Jimmy Walker stood in the bunker next to the sea wall along the 18th fairway, soaking up the scenery. Every 15 seconds, waves crashed into the rocks and sent a spectacular splash of white surf some 15 feet high.
There was so much salt water in the front of the bunker that the father of Harris English said to Bob Estes, “Is this played as a waste area?” Estes smiled and pointed to the rakes placed neatly next to the sand. “No, these are bunkers,” he replied.
If the final day of practice for the Pebble Beach National Pro-Am was any indication, then this could be a special week.
Not just because Tiger Woods is back at this event for the first time in 10 years. And not just because of the unique blend of amateurs from the world of Hollywood, sports and Wall Street.
There are times when the beauty of Pebble Beach makes a six-hour round tolerable.
No one was in any hurry Wednesday.
“If you have a bad experience here, it can feel like the longest week of your life,” Geoff Ogilvy said as he walked up the fourth fairway at Pebble, his head turned to the right to gaze at the sea. “If it’s a good experience, it’s enjoyable. And if it’s like this, it can feel like the greatest week of the year.”
It proved to be a tonic for Spencer Levin.
Only four days ago, Levin was poised to win his first PGA Tour event when he took a six-shot lead into the final round of the Phoenix Open. He found himself rushing, just wanting the final round to be over, and he kept dropping shots. A double bogey on the 15th hole doomed him, and Kyle Stanley rallied from eight shots behind to win.
Levin was heartbroken, which was to be expected.
“I was really bummed out Sunday night, pretty bummed out Monday,” Levin said. “But I got here, and then I was like, ‘Man, I get to play Pebble Beach today, so that’s pretty cool.’ It’s not like you’re going home and playing the muni in your backyard. ‘Wow, I’m at Pebble.’ So I didn’t think about it much playing out here.”
Davis Love III is making his 27th start at the AT&T Pebble Beach National Pro-am.

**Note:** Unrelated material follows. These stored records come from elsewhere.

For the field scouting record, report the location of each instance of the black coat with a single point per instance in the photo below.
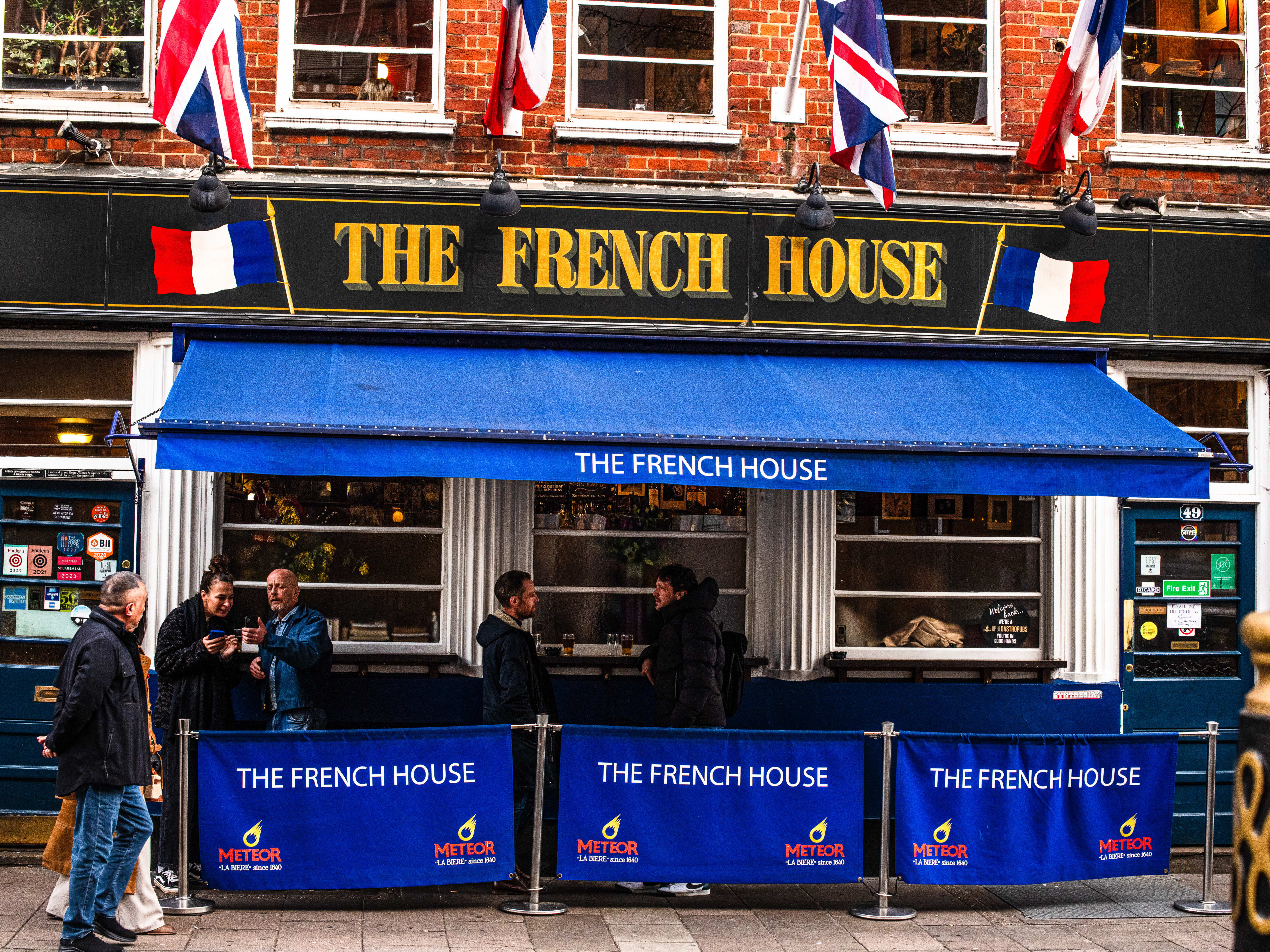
(100, 730)
(192, 682)
(515, 683)
(688, 662)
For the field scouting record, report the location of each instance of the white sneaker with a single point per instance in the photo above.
(685, 889)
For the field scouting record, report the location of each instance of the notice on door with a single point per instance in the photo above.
(1184, 615)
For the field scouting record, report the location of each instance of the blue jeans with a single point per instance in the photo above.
(299, 719)
(102, 862)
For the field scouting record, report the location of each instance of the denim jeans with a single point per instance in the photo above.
(299, 719)
(102, 862)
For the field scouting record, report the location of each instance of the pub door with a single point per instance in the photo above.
(1187, 580)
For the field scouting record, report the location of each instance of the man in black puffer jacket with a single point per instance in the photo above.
(102, 743)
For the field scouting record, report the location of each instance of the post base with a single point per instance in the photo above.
(1202, 908)
(187, 905)
(877, 912)
(524, 907)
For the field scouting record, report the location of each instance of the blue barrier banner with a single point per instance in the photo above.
(1016, 809)
(657, 805)
(357, 809)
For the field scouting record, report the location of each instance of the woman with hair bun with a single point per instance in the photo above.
(197, 672)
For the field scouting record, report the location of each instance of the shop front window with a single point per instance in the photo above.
(597, 550)
(1183, 69)
(1203, 408)
(942, 571)
(60, 403)
(367, 553)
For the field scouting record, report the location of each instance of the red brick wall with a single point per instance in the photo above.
(761, 36)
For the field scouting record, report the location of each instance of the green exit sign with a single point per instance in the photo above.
(1188, 589)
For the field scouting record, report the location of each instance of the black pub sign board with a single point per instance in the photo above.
(396, 256)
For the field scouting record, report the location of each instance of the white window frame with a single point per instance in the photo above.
(628, 126)
(959, 139)
(1199, 151)
(89, 106)
(900, 655)
(300, 115)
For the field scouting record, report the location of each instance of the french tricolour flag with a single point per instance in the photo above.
(523, 71)
(1082, 86)
(1062, 291)
(202, 262)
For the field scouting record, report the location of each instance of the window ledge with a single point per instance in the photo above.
(954, 145)
(362, 121)
(1197, 157)
(97, 111)
(676, 134)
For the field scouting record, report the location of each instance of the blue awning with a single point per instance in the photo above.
(793, 422)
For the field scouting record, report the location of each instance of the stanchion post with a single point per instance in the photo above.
(883, 909)
(185, 904)
(1206, 904)
(534, 907)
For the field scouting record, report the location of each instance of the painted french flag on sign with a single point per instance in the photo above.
(202, 262)
(1062, 291)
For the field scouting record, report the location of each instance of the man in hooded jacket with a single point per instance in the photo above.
(516, 689)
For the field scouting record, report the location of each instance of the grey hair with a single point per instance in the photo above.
(117, 588)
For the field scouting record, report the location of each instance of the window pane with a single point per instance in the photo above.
(938, 567)
(56, 431)
(362, 558)
(619, 562)
(1183, 60)
(359, 615)
(87, 65)
(942, 622)
(954, 48)
(332, 500)
(365, 78)
(937, 515)
(1188, 16)
(591, 617)
(1183, 112)
(39, 375)
(397, 23)
(1196, 403)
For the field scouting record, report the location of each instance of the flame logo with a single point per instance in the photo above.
(468, 831)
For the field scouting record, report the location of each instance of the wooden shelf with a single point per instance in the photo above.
(842, 668)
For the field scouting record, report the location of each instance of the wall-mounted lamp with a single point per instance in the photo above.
(815, 214)
(210, 195)
(500, 200)
(1129, 201)
(1079, 216)
(95, 148)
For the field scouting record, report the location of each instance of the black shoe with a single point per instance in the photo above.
(86, 944)
(108, 928)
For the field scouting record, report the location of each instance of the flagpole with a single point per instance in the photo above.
(277, 244)
(992, 275)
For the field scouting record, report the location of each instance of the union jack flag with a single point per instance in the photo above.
(201, 82)
(865, 95)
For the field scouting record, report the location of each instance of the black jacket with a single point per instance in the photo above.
(688, 662)
(100, 730)
(515, 683)
(192, 682)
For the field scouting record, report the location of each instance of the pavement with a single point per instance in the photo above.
(732, 920)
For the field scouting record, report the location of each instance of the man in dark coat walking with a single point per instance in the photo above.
(102, 743)
(685, 664)
(516, 689)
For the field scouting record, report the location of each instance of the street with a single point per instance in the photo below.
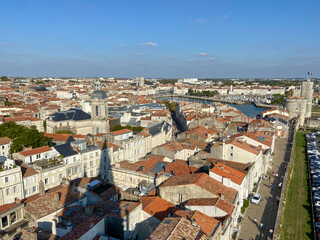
(266, 211)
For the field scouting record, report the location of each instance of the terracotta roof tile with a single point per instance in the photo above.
(157, 207)
(4, 140)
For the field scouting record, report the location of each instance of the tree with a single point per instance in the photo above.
(65, 132)
(278, 99)
(23, 137)
(133, 128)
(4, 78)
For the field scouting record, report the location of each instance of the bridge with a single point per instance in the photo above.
(215, 99)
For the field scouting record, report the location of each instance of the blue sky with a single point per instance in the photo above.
(172, 38)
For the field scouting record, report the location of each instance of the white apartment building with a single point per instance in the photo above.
(5, 144)
(11, 187)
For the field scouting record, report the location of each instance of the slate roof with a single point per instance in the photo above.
(176, 228)
(66, 150)
(74, 114)
(4, 140)
(155, 128)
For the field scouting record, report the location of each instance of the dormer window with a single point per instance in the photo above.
(97, 111)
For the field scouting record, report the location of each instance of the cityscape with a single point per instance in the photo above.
(136, 120)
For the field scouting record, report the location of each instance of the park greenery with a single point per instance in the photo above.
(296, 218)
(171, 106)
(278, 99)
(315, 108)
(65, 132)
(133, 128)
(3, 78)
(203, 93)
(23, 137)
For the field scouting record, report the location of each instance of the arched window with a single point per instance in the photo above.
(97, 111)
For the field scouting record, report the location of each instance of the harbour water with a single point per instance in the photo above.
(248, 109)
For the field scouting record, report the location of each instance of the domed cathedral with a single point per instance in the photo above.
(99, 110)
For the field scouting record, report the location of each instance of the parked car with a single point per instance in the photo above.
(256, 198)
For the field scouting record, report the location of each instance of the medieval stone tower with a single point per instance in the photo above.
(99, 111)
(301, 106)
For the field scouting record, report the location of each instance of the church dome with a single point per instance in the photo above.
(99, 94)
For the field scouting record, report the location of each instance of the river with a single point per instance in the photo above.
(248, 109)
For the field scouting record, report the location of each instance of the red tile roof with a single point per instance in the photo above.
(204, 181)
(228, 172)
(119, 132)
(7, 207)
(157, 207)
(35, 151)
(4, 140)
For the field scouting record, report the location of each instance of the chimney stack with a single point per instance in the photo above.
(56, 197)
(54, 226)
(69, 226)
(41, 189)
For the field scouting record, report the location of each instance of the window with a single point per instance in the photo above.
(13, 217)
(97, 111)
(4, 222)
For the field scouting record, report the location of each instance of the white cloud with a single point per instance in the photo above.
(202, 20)
(18, 54)
(189, 60)
(150, 44)
(202, 54)
(138, 54)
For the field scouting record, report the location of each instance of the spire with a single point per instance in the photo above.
(98, 85)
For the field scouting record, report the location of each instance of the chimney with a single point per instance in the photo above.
(41, 189)
(56, 197)
(54, 226)
(222, 197)
(66, 182)
(69, 226)
(91, 224)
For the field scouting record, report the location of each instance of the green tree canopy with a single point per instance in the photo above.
(23, 137)
(4, 78)
(133, 128)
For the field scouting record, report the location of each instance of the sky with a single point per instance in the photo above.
(160, 39)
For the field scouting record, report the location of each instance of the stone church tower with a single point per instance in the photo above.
(99, 111)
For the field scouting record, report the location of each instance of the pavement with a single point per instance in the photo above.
(266, 211)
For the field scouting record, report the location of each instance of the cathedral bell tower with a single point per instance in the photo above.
(99, 110)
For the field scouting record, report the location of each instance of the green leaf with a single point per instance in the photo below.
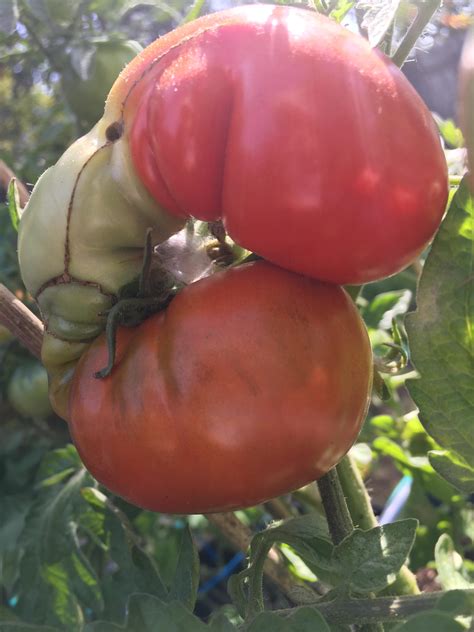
(194, 11)
(454, 469)
(466, 91)
(305, 619)
(441, 332)
(13, 198)
(220, 623)
(448, 130)
(307, 535)
(56, 580)
(449, 565)
(378, 19)
(186, 580)
(369, 560)
(341, 10)
(148, 614)
(25, 627)
(456, 602)
(8, 16)
(393, 303)
(433, 621)
(136, 571)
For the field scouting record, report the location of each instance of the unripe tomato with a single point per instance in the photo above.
(28, 390)
(311, 146)
(252, 383)
(86, 97)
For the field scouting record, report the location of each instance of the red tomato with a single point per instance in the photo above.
(251, 384)
(312, 147)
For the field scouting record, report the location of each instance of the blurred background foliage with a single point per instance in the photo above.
(58, 59)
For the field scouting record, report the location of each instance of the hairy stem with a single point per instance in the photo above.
(360, 508)
(239, 536)
(425, 13)
(22, 323)
(339, 521)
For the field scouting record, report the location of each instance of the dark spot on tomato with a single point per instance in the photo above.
(114, 131)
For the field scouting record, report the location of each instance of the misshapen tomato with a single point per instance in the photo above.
(313, 148)
(252, 383)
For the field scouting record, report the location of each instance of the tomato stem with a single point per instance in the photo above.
(360, 508)
(335, 506)
(423, 16)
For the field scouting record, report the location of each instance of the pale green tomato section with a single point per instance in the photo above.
(81, 239)
(82, 233)
(76, 312)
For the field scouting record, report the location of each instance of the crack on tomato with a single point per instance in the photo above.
(155, 61)
(56, 337)
(67, 250)
(145, 73)
(114, 131)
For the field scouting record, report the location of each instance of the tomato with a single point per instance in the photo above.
(86, 96)
(28, 390)
(312, 147)
(252, 383)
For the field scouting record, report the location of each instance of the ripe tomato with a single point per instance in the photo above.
(312, 147)
(252, 383)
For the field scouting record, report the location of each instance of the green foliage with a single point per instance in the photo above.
(441, 332)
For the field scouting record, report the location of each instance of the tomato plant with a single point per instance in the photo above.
(28, 390)
(312, 147)
(252, 383)
(86, 95)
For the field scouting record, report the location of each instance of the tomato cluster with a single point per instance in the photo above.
(317, 155)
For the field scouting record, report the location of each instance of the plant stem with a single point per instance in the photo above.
(386, 609)
(335, 506)
(22, 323)
(239, 536)
(425, 13)
(363, 516)
(339, 521)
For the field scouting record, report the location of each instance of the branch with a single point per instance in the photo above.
(335, 506)
(29, 330)
(360, 508)
(6, 175)
(239, 536)
(381, 609)
(424, 14)
(22, 323)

He was part of the washout in 1996 when the tournament was canceled because only 36 holes could be completed. He was there in 1998, when players had to return in August to get in three rounds and make it official. He won in 2001 and 2003 in good weather. He has been part of 54-hole events won by Payne Stewart and Dustin Johnson.
Even someone of his experience realizes this week is something special.
“I’ve never seen three golf courses in this good of shape,” Love said. “Guys that have played a lot this year said these are the best greens they’ve seen so far this year. You don’t usually hear that when you get to Pebble Spyglass.”
The week will turn serious at some point, at least for the 156 players.
D.A. Points is the defending champion, although no one could be faulted for overlooking him. Woods commands a lot of attention this week, and what made Points’ win so compelling last year was having Bill Murray – comedian, actor, longtime Pebble clown – as his partner.